Find-Union is a very fast operation, performing in near constant time. It follows Jeremie's insights of path compression, and tracking set sizes. Path compression is performed on each find operation itself, thereby taking amortized lg*(n) time. lg* is like the inverse Ackerman function, growing so very slow that it is rarely beyond 5 (at least till n< 2^65535). Union/Merge sets is performed lazy, by just pointing 1 root to another, specifically smaller set's root to larger set's root, which is completed in constant time.
Refer the below code from https://github.com/kartikkukreja/blog-codes/blob/master/src/Union%20Find%20%28Disjoint%20Set%29%20Data%20Structure.cpp
class UF {
int *id, cnt, *sz;
public:
// Create an empty union find data structure with N isolated sets.
UF(int N) {
cnt = N; id = new int[N]; sz = new int[N];
for (int i = 0; i<N; i++) id[i] = i, sz[i] = 1; }
~UF() { delete[] id; delete[] sz; }
// Return the id of component corresponding to object p.
int find(int p) {
int root = p;
while (root != id[root]) root = id[root];
while (p != root) { int newp = id[p]; id[p] = root; p = newp; }
return root;
}
// Replace sets containing x and y with their union.
void merge(int x, int y) {
int i = find(x); int j = find(y); if (i == j) return;
// make smaller root point to larger one
if (sz[i] < sz[j]) { id[i] = j, sz[j] += sz[i]; }
else { id[j] = i, sz[i] += sz[j]; }
cnt--;
}
// Are objects x and y in the same set?
bool connected(int x, int y) { return find(x) == find(y); }
// Return the number of disjoint sets.
int count() { return cnt; }
};
Kindly up-vote or accept if you like.
回答2:
The data structure can be represented as a tree, with branches reversed (instead of pointing down, the branches point upwards to the parent---and link a child with its parent).

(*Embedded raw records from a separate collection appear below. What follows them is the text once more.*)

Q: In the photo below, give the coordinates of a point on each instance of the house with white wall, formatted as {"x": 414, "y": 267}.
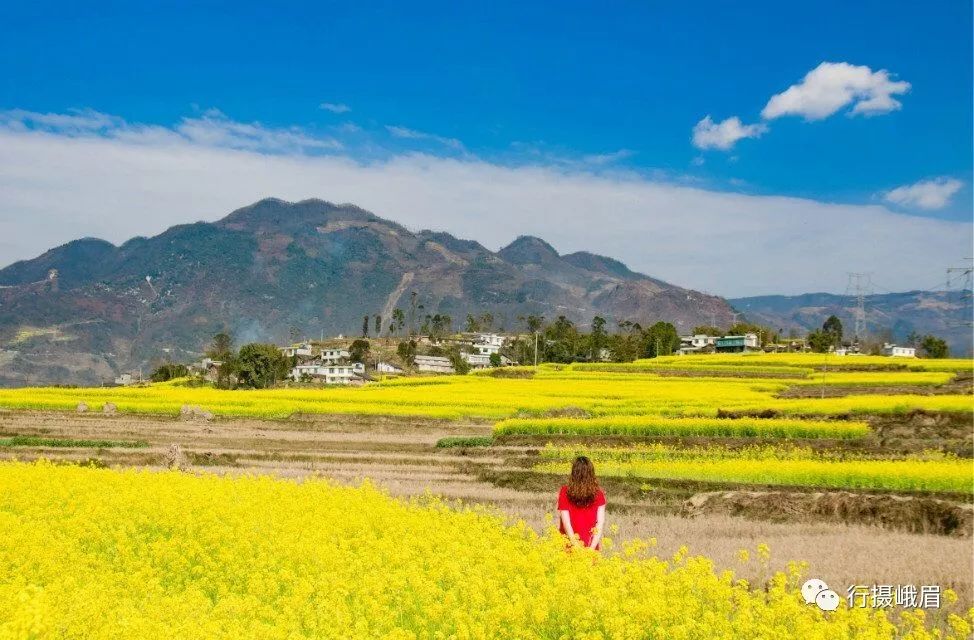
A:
{"x": 899, "y": 352}
{"x": 433, "y": 364}
{"x": 330, "y": 373}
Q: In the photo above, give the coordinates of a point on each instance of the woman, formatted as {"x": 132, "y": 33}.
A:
{"x": 581, "y": 506}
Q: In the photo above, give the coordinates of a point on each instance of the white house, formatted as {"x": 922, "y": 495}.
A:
{"x": 482, "y": 361}
{"x": 387, "y": 367}
{"x": 330, "y": 373}
{"x": 899, "y": 352}
{"x": 491, "y": 339}
{"x": 298, "y": 350}
{"x": 694, "y": 343}
{"x": 334, "y": 355}
{"x": 433, "y": 364}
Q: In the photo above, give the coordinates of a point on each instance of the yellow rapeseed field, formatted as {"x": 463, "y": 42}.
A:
{"x": 622, "y": 392}
{"x": 97, "y": 554}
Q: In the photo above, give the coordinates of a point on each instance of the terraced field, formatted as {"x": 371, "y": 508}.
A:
{"x": 861, "y": 467}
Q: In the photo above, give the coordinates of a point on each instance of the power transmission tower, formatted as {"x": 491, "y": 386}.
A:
{"x": 963, "y": 283}
{"x": 855, "y": 287}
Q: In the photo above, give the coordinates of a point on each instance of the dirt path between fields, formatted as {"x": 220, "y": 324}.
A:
{"x": 400, "y": 456}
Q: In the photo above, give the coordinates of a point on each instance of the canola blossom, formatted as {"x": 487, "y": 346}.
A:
{"x": 773, "y": 466}
{"x": 95, "y": 553}
{"x": 644, "y": 426}
{"x": 624, "y": 391}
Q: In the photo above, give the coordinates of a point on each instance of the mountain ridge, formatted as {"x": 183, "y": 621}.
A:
{"x": 275, "y": 269}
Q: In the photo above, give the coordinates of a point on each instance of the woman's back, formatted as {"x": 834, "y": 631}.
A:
{"x": 583, "y": 518}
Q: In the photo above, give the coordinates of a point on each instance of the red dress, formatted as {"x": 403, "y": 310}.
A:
{"x": 583, "y": 519}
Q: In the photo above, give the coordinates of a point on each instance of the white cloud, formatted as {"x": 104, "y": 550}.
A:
{"x": 412, "y": 134}
{"x": 602, "y": 159}
{"x": 132, "y": 179}
{"x": 708, "y": 134}
{"x": 335, "y": 107}
{"x": 931, "y": 194}
{"x": 832, "y": 86}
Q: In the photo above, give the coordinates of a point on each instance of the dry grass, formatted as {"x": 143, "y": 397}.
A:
{"x": 403, "y": 460}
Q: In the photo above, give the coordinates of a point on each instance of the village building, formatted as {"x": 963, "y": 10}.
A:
{"x": 433, "y": 364}
{"x": 330, "y": 373}
{"x": 695, "y": 343}
{"x": 303, "y": 350}
{"x": 736, "y": 344}
{"x": 388, "y": 368}
{"x": 334, "y": 355}
{"x": 898, "y": 352}
{"x": 208, "y": 368}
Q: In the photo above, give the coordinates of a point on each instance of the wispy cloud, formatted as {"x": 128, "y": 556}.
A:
{"x": 412, "y": 134}
{"x": 832, "y": 86}
{"x": 708, "y": 134}
{"x": 931, "y": 194}
{"x": 212, "y": 128}
{"x": 57, "y": 184}
{"x": 335, "y": 107}
{"x": 602, "y": 159}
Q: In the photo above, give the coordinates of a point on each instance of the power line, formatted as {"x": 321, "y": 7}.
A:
{"x": 963, "y": 280}
{"x": 859, "y": 310}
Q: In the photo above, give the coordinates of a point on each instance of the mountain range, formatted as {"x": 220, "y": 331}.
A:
{"x": 87, "y": 310}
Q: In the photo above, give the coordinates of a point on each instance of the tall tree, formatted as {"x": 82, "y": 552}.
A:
{"x": 660, "y": 339}
{"x": 399, "y": 318}
{"x": 221, "y": 348}
{"x": 487, "y": 321}
{"x": 934, "y": 347}
{"x": 598, "y": 337}
{"x": 261, "y": 365}
{"x": 833, "y": 327}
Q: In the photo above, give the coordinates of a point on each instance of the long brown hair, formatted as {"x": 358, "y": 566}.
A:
{"x": 582, "y": 484}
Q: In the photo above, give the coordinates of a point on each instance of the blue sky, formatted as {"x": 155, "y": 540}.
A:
{"x": 566, "y": 87}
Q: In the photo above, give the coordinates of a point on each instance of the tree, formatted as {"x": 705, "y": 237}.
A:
{"x": 660, "y": 339}
{"x": 260, "y": 366}
{"x": 820, "y": 341}
{"x": 439, "y": 325}
{"x": 407, "y": 352}
{"x": 833, "y": 327}
{"x": 221, "y": 348}
{"x": 934, "y": 347}
{"x": 168, "y": 371}
{"x": 359, "y": 350}
{"x": 533, "y": 323}
{"x": 487, "y": 321}
{"x": 707, "y": 330}
{"x": 598, "y": 337}
{"x": 399, "y": 319}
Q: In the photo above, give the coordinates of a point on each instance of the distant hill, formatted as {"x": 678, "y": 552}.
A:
{"x": 891, "y": 316}
{"x": 274, "y": 269}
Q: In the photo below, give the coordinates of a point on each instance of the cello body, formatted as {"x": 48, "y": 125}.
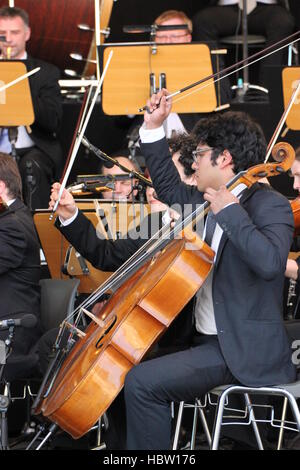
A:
{"x": 131, "y": 321}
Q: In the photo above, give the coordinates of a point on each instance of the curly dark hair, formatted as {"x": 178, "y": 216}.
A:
{"x": 185, "y": 144}
{"x": 236, "y": 132}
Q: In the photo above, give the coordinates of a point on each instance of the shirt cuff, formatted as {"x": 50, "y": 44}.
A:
{"x": 65, "y": 222}
{"x": 148, "y": 136}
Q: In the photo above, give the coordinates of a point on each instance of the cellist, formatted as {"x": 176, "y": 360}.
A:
{"x": 292, "y": 268}
{"x": 239, "y": 332}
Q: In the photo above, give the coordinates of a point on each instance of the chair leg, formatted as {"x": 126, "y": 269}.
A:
{"x": 204, "y": 422}
{"x": 178, "y": 425}
{"x": 283, "y": 416}
{"x": 218, "y": 420}
{"x": 194, "y": 428}
{"x": 294, "y": 407}
{"x": 253, "y": 422}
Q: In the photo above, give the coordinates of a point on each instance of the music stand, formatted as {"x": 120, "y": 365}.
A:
{"x": 136, "y": 67}
{"x": 16, "y": 107}
{"x": 243, "y": 87}
{"x": 290, "y": 80}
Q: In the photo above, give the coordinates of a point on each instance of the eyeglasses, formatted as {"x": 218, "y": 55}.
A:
{"x": 170, "y": 37}
{"x": 200, "y": 152}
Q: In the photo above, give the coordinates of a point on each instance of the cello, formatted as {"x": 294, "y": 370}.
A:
{"x": 150, "y": 290}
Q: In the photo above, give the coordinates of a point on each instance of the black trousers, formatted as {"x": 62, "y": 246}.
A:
{"x": 151, "y": 386}
{"x": 272, "y": 21}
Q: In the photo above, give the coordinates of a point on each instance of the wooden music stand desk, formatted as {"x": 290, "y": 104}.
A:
{"x": 15, "y": 102}
{"x": 126, "y": 87}
{"x": 290, "y": 80}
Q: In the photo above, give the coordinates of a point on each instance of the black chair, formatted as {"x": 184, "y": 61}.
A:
{"x": 57, "y": 303}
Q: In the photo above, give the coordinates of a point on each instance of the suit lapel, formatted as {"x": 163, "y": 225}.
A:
{"x": 245, "y": 196}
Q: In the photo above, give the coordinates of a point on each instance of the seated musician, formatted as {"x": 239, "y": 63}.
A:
{"x": 111, "y": 254}
{"x": 238, "y": 310}
{"x": 270, "y": 18}
{"x": 292, "y": 267}
{"x": 19, "y": 269}
{"x": 38, "y": 152}
{"x": 123, "y": 188}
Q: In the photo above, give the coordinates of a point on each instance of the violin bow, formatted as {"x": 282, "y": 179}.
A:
{"x": 260, "y": 55}
{"x": 281, "y": 122}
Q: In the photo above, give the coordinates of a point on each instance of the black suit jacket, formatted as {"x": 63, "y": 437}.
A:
{"x": 19, "y": 273}
{"x": 215, "y": 2}
{"x": 107, "y": 255}
{"x": 47, "y": 104}
{"x": 248, "y": 273}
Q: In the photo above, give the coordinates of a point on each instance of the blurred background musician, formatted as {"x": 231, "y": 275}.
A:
{"x": 269, "y": 18}
{"x": 38, "y": 152}
{"x": 175, "y": 17}
{"x": 110, "y": 255}
{"x": 293, "y": 264}
{"x": 19, "y": 267}
{"x": 123, "y": 189}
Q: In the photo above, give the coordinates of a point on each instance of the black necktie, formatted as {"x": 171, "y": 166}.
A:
{"x": 210, "y": 227}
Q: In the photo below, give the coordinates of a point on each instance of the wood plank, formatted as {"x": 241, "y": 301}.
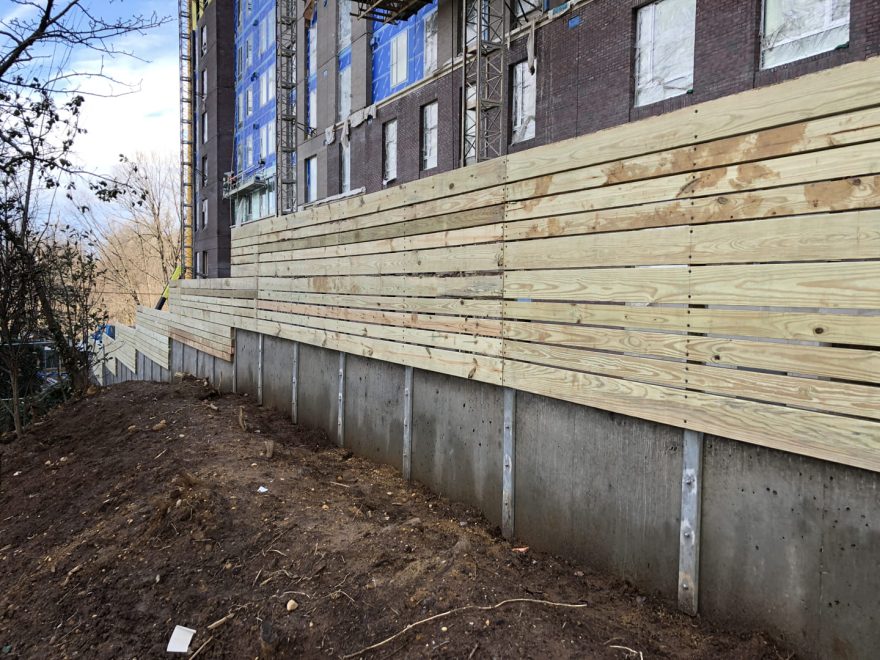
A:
{"x": 852, "y": 285}
{"x": 827, "y": 132}
{"x": 856, "y": 160}
{"x": 805, "y": 326}
{"x": 659, "y": 344}
{"x": 829, "y": 437}
{"x": 822, "y": 94}
{"x": 818, "y": 197}
{"x": 467, "y": 325}
{"x": 464, "y": 365}
{"x": 848, "y": 363}
{"x": 467, "y": 258}
{"x": 393, "y": 285}
{"x": 824, "y": 237}
{"x": 447, "y": 340}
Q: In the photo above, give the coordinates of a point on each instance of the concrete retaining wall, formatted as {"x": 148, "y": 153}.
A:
{"x": 788, "y": 544}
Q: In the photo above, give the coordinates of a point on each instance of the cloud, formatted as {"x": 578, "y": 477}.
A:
{"x": 145, "y": 119}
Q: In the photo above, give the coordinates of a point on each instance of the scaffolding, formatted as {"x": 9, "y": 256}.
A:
{"x": 483, "y": 77}
{"x": 185, "y": 15}
{"x": 286, "y": 124}
{"x": 484, "y": 71}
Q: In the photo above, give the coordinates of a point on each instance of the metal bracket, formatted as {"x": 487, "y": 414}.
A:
{"x": 689, "y": 541}
{"x": 340, "y": 407}
{"x": 294, "y": 412}
{"x": 508, "y": 449}
{"x": 407, "y": 423}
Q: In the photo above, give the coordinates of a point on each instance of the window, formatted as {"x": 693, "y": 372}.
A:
{"x": 398, "y": 58}
{"x": 344, "y": 30}
{"x": 312, "y": 107}
{"x": 469, "y": 119}
{"x": 429, "y": 136}
{"x": 271, "y": 82}
{"x": 664, "y": 50}
{"x": 430, "y": 61}
{"x": 344, "y": 93}
{"x": 795, "y": 29}
{"x": 345, "y": 167}
{"x": 389, "y": 151}
{"x": 311, "y": 179}
{"x": 270, "y": 138}
{"x": 523, "y": 102}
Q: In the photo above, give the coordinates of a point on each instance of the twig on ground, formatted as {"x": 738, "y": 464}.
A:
{"x": 628, "y": 650}
{"x": 220, "y": 622}
{"x": 199, "y": 650}
{"x": 457, "y": 610}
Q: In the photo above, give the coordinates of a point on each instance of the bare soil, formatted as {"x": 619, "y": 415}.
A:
{"x": 112, "y": 533}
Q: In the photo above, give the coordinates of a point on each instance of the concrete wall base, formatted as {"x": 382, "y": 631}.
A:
{"x": 788, "y": 544}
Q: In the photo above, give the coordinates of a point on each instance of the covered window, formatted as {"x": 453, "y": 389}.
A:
{"x": 429, "y": 136}
{"x": 523, "y": 102}
{"x": 469, "y": 121}
{"x": 344, "y": 33}
{"x": 664, "y": 50}
{"x": 345, "y": 167}
{"x": 389, "y": 151}
{"x": 271, "y": 82}
{"x": 311, "y": 179}
{"x": 344, "y": 93}
{"x": 795, "y": 29}
{"x": 398, "y": 58}
{"x": 430, "y": 61}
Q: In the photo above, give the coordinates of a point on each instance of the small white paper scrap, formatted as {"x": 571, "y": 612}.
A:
{"x": 180, "y": 639}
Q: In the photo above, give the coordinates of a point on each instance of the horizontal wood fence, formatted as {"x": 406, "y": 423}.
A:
{"x": 716, "y": 268}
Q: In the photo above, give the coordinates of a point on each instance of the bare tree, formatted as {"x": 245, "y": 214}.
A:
{"x": 137, "y": 234}
{"x": 39, "y": 112}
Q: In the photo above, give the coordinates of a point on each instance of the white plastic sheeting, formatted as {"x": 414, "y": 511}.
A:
{"x": 665, "y": 50}
{"x": 524, "y": 84}
{"x": 795, "y": 29}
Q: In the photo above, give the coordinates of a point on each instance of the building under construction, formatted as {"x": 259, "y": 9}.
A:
{"x": 289, "y": 103}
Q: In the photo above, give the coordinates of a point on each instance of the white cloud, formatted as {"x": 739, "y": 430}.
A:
{"x": 146, "y": 119}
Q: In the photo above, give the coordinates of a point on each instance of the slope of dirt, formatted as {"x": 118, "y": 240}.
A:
{"x": 137, "y": 509}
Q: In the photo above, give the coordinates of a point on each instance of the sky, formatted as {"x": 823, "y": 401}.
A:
{"x": 144, "y": 114}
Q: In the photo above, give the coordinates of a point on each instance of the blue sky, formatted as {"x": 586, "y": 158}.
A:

If I remember correctly, it can be shown (easily):
that path compression (whenever you do a lookup for the "parent" of a set A, you "compress" the path so that each future call to these will provide the parent in time O(1)) will lead to O(log n) complexity per call;
that balancing (you keep approximately track of the number of children each set has, and when you have to "unite" two sets, you make the one with the fewer children child of the one with the most) also leads to a O(log n) complexity per call.
A more involved proof can show that when you combine both optimizations, you obtain an average complexity that is the inverse Ackermann function, written α(n), and this was Tarjan's main invention for this structure.
It was later shown, I believe, that for some specific usage patterns, this complexity is actually constant (though for all practical purpose inverse of ackermann is about 4). According to the Wikipedia page on Union-Find, in 1989, the amortized cost per operation of any equivalent data structure was shown to be Ω(α(n)), proving that the current implementation is asymptotically optimal.
回答3:
A proper union-find data structure uses path compression during every find. This amortizes the cost and each operation is then proportional to the inverse of the ackermann function which basically makes it constant (but not quite).
If you are implementing it from scratch then I would suggest using a tree-based approach.
回答4:
A simple union-set structure keeps an array (element -> set), making finding which set constant time; updating them is amortized log n time and concatenating the lists is constant. Not as quick as some of the approaches above, but trivial to program and more then good enough to improve the Big-O running time of, say, Kruskal's Minimal Spanning Tree Algorithm.